The Scottish Executive has insisted that the backlog of equal pay for council workers is a matter for local authorities to sort out.
So far one council has implemented the equal pay agreement
The councils claim to be making progress in solving the dispute, which could see the compensation bill for women workers reach nearly £600m.
In a debate at Holyrood, MSPs called on the executive to step in.
Deputy Finance Minister George Lyon said it was up to local councils to use their reserves to fund the package.
So far, one local authority has implemented the agreement reached seven years ago with unions.
The Scottish Socialist Party, which led the debate, said councils have used regrading to cut pay.
However, its motion was defeated by 65 votes to 35 with 15 abstentions.
South Lanarkshire Council has put in place an agreement to equalise pay for men and woman doing the same jobs.
The other 31 councils are trying to settle compensation claims, which it is estimated will cost between £310m and £560m.
The councils said they may have to go back to the executive for more money to fund the deal.

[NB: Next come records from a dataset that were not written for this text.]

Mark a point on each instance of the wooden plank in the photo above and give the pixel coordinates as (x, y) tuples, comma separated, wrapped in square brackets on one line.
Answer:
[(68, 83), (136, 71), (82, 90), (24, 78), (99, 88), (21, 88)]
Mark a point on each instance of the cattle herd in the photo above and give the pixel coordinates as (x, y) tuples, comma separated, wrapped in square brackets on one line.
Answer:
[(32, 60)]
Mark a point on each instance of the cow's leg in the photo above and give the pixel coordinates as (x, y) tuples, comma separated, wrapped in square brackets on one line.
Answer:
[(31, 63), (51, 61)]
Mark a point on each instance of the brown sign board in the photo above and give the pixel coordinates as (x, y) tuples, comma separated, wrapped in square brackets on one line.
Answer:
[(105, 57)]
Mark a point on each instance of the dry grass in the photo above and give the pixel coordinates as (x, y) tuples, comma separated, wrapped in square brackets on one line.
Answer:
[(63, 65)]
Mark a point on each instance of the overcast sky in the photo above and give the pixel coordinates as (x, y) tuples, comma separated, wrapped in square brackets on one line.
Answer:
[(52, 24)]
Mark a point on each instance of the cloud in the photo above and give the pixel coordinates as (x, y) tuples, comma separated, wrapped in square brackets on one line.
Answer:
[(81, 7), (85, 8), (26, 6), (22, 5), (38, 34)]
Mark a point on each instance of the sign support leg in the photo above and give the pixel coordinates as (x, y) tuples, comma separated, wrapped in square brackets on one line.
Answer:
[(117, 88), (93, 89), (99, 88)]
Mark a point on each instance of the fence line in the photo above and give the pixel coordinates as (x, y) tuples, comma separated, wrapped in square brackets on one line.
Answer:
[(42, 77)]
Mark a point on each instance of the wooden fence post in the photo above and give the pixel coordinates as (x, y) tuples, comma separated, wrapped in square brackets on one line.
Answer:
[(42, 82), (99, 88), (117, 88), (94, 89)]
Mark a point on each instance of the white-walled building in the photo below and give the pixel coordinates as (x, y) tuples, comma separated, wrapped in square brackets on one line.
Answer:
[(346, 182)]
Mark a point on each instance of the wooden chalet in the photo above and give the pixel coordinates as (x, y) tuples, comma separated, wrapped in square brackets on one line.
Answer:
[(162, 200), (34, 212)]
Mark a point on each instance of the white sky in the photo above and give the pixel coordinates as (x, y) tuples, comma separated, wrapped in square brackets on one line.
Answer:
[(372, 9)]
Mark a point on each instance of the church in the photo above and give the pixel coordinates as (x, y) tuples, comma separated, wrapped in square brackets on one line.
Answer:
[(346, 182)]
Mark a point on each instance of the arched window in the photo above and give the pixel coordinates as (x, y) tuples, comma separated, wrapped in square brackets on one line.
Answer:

Carolyn Leckie, of the Scottish Socialist Party, said many low paid workers were losing thousands of pounds from their annual salaries.
"It is government, local and national, who are culpable," she said.
"The executive must provide resources to help resolve the issue."
Mr Lyon said: "As the executive has made clear a number of times, this is a matter for which local authorities are responsible."
Finance Minister Tom McCabe suggested in February that local authorities look to their reserves to help meet the costs of their equal pay responsibilities.
Speaking ahead of the debate, Pat Watters, president of the Convention of Scottish Local Authorities (Cosla), said councils should be left alone to sort out the deal.
Carolyn Leckie says workers are losing thousands of pounds
Labour MSP Elaine Murray said that simply calling for the executive to foot the bill was the easy option.
Dr Murray said: "It is very easy to say that the Scottish Executive should just reach into its magic wallet and pull out the cash to settle the problem."
Scottish Tory finance spokesman Derek Brownlee said it was "appalling" that no resolution has been reached on the issue.
Scottish National Party finance spokesman John Swinney said local authorities and unions must co-operate on the issue.
Green MSP Mark Ballard added that Edinburgh City Council is facing a major cash backlog over the issue.
He said: "They have hoped the problem will go away. They now have a huge black hole in their finances."